ITV To Cut More Jobs

ITV Tyne TeesITV is to cut more jobs, this time at their ITV Signpost division which is housed at the ITV Tyne Tees studios near Newcastle. Signpost, which was launched by Tyne Tees Television in the early 1980s is currently the UK’s largest provider of on-screen British Sign Language.
The service has provided sign language within programmes on BBC One, ITV and Channel 4. Including, according to a 2002 press pack, EastEnders, Emmerdale and Champions League Football. Locally from November 1992 the arm produced, with Tyne Tees News, ‘Newsweek’; a half-hour signed and subtitled round-up of the weeks regional news.
The service took off with the arrival of Channel 4 in 1982 when Tyne Tees produced Listening Eye and Sign On for the broadcaster. Speaking in 2002 the then Managing Director, Bob Duncan said: “We are a centre of excellence, somewhere that acts as a role model for deaf young people across the region and country.”

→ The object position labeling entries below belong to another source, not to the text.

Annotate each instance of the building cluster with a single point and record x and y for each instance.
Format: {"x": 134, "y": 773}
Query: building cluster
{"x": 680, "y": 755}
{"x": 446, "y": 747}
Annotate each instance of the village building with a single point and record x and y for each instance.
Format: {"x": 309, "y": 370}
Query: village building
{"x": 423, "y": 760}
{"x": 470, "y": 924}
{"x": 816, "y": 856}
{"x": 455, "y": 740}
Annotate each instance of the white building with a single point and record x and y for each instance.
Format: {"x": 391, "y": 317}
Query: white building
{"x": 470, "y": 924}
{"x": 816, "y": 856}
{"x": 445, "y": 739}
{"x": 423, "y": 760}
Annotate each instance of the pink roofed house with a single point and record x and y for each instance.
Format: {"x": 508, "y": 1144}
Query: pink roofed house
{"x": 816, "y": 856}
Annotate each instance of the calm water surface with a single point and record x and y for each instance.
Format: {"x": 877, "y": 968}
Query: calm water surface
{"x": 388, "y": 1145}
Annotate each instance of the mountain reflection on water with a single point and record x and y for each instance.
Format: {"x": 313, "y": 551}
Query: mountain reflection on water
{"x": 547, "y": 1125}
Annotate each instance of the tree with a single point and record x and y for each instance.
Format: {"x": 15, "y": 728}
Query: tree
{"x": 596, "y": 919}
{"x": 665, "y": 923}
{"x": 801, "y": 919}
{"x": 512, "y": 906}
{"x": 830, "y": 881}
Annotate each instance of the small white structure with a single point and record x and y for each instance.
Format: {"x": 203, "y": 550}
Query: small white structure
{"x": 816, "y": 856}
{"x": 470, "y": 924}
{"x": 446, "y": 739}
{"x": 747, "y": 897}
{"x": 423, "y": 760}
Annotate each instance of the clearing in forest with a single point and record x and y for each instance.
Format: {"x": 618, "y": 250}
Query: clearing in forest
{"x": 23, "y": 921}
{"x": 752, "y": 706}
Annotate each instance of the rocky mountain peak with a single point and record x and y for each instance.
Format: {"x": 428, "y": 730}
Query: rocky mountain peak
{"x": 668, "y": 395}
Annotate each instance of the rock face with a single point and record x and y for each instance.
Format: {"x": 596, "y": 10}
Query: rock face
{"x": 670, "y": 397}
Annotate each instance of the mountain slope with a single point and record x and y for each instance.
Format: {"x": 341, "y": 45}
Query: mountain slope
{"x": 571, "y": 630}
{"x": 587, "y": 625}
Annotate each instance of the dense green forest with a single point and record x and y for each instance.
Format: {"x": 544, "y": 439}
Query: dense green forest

Signpost at one time employed 30 staff members, currently 24 full time sign language experts work for the ITV company. Cut backs will see seven of the team laid off.


With Ofcom changing regulations some broadcasters have cut back on their coverage for deaf viewers. The British Deaf Association isn’t happy with the changes and has urged ITV to rethink the job losses, stating that ‘deaf people deserve to have more coverage, not less.’  “Whilst we regret any cutback in provisions for deaf people, we do understand the current climate and earnestly hope ITV will reconsider its decision.” BDA commented.


An ITV Tyne Tees spokesperson local newspaper Sunday Sun: “In recent months there has been a significant reduction in the volume of core sign language translation business at ITV Signpost due to the loss of a number of key contracts, primarily as a result of regulatory changes.”


Changes by television regulator Ofcom allows small channels to now opt out of the old agreement where all broadcasters had to broadcast at least half an hour of signed programming every month. New rules state if a channel’s ratings share is one per cent or less they can instead of broadcasting signed productions provide £20,000 towards sign language programmes on the Community Channel.


The latest axing of jobs follows large scale cut backs earlier this year which saw the majority of Yorkshire Television network productions cease.